Your financial situation has changed
A change to your financial situation could impact your home loan application. Maybe you’ve lost your job or are working less since you were pre-approved.
Lenders will look at your ability to comfortably repay a home loan, and if your income has taken a hit of late, then you may be rejected. Likewise, if you’ve changed jobs since getting pre-approved, your lender may deem you to be a risky borrower and decline your home loan application.
Bottom line: avoid changing jobs or selling assets between pre-approval and applying for a mortgage.
Your credit score has deteriorated
If you’ve applied for other credit products since being pre-approved (such as a car loan or credit card), taken on more debt or missed repayments on existing debt, your credit score may be affected. This in turn could impact your ability to get over the line with a lender.

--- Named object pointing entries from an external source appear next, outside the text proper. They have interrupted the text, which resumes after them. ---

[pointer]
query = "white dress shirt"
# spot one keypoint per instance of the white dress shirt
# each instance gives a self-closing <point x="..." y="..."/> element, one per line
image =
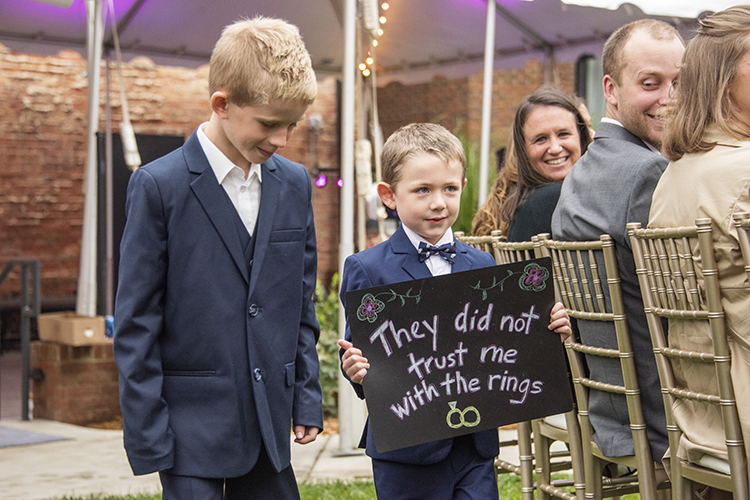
<point x="244" y="193"/>
<point x="437" y="265"/>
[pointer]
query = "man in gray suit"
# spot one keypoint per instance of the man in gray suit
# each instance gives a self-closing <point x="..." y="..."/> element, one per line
<point x="610" y="186"/>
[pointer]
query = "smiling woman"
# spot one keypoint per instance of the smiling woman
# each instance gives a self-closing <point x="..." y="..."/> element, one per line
<point x="548" y="136"/>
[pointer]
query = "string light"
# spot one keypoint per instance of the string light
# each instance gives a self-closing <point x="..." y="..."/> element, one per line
<point x="364" y="67"/>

Be mindful of managing your existing debt carefully and avoid applying for other forms of debt after pre-approval.
The lending criteria has changed
In some instances, changes to the bank’s lending criteria could put your home loan application on ice. If they tighten their lending conditions after you were pre-approved, you may no longer be eligible for finance.
In some instances, the lender may have given you pre-approval incorrectly. For example, they may not have properly verified your information or you may have omitted information that affects your home loan application.
Be sure to provide all the right documentation right from the get-go.
The lender has reservations about the property
Lenders may be hesitant to provide finance for certain types of properties, particularly those they suspect may be difficult to sell down the track. Examples may include inner city apartments, properties needing significant renovations and those in high-risk disaster-prone areas.
Check with your lender prior to house hunting about whether they’re less inclined to lend money for certain types of properties.